Step four: Isolating the child
The offender uses excuses for him/herself and the child to be alone together. If the offender is a coach, maybe he/she insists on giving that child rides home alone. This creates a deeper connection and bond between the child and the perpetrator. A deeper bond can be created when the offender reinforces that he/she loves the child in a deeper and more special way than anyone else, even parents, do.
Step five: Sexualizing the relationship
The offender completes this step by slowly desensitizing the child from sexual-ness that is brought into the relationship. This can start with a semi-sexual remark, or joke, and lead to touching that to the outside eye seems fine - a hand around the waist, hugging, or playing with the child’s hair. This can move into more sexual touching: on the torso or lower back. Like I said, this is a slow process. He/she needs to desensitize the child so that the child does not find what they end up doing alarming or all that unusual.
Step six: Maintaining Control
This is the sex offender’s most vital and important step. If control is not maintained then the child will be much more likely to tell someone what has been going on with the offender. Also, continually exerting power over the victim allows the perpetrator to keep abusing the child. The sexual activity in the relationship may cause the child to withdraw from the relationship. The perpetrator maintains control by using secrecy and blame. The abuser often times tells the child it is their little secret, and that if they tell anyone they will kill them. Using blame, they get it into the child’s head that they made this happen to themselves, and that if they tell, everyone will blame and shame them, not the offender.
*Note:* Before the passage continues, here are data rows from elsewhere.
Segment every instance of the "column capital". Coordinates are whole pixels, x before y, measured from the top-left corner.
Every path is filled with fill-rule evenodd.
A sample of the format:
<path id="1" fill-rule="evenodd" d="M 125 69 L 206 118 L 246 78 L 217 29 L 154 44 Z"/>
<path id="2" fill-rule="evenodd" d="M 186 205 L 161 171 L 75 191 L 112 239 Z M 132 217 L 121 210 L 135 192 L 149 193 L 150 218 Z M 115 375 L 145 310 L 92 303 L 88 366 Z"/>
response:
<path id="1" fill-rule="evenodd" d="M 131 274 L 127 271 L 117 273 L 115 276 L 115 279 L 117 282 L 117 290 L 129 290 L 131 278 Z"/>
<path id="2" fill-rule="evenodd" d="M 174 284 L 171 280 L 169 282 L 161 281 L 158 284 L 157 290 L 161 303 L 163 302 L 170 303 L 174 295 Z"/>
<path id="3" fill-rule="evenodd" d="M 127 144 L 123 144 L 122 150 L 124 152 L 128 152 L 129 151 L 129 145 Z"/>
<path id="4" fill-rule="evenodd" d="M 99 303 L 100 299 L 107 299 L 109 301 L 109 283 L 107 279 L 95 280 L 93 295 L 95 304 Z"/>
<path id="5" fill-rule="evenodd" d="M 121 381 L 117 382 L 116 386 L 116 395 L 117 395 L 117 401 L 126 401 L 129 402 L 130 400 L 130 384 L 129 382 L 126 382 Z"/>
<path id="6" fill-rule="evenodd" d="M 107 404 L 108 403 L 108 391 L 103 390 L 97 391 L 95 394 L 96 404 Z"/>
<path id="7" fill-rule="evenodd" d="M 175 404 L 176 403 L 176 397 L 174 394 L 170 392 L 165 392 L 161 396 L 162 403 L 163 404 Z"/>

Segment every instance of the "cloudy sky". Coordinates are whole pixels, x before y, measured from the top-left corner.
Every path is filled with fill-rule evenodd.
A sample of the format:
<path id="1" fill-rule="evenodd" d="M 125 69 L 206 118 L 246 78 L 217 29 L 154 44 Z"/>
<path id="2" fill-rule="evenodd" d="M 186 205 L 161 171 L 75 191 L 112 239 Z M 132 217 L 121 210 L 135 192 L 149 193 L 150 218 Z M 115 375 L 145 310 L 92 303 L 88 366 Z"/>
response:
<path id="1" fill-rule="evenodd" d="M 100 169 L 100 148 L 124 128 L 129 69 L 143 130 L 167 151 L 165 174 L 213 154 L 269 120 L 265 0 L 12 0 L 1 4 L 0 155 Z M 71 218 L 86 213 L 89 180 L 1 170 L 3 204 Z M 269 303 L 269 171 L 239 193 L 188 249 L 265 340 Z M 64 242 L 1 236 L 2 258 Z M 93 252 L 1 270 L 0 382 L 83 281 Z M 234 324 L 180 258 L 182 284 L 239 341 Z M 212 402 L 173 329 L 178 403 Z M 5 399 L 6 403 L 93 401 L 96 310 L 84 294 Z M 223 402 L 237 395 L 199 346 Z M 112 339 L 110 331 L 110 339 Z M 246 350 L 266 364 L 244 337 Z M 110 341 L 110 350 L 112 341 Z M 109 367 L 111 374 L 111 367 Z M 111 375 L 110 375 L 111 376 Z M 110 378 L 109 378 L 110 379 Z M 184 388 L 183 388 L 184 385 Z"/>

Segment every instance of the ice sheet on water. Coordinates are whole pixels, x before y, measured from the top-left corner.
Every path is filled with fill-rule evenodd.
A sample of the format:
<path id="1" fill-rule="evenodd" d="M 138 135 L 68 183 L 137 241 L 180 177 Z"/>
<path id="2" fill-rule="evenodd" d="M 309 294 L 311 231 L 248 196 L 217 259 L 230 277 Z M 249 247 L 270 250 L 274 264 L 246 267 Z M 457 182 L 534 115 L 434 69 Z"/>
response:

The sexual offender also uses threats - threats to end the relationship between him/herself and the child, therefore ending the gifts, attention, and affection that comes with it. Through the grooming process, the child often times comes to love the abuser and develops a strong pathological relationship with him/her. The child does not want to risk losing this person and the things he/she offers - thus complying with the offender’s sexual demands in order to keep the relationship going.
The perpetrator is almost never a stranger. It is someone that the victim and the family know and trust before hand. Uncles, teachers, grandparents, step-parents, and coaches are all capable of being sexual abusers. Often times abusers are well off. They have good jobs (if it is one that allows them to frequently come in contact with children, then this could be their means of targeting victims), nice houses, and seemingly great personalities. You can never really know. The main lesson? Be careful who you or your friends get close to. You could be walking right into a trap that is nearly impossible to escape.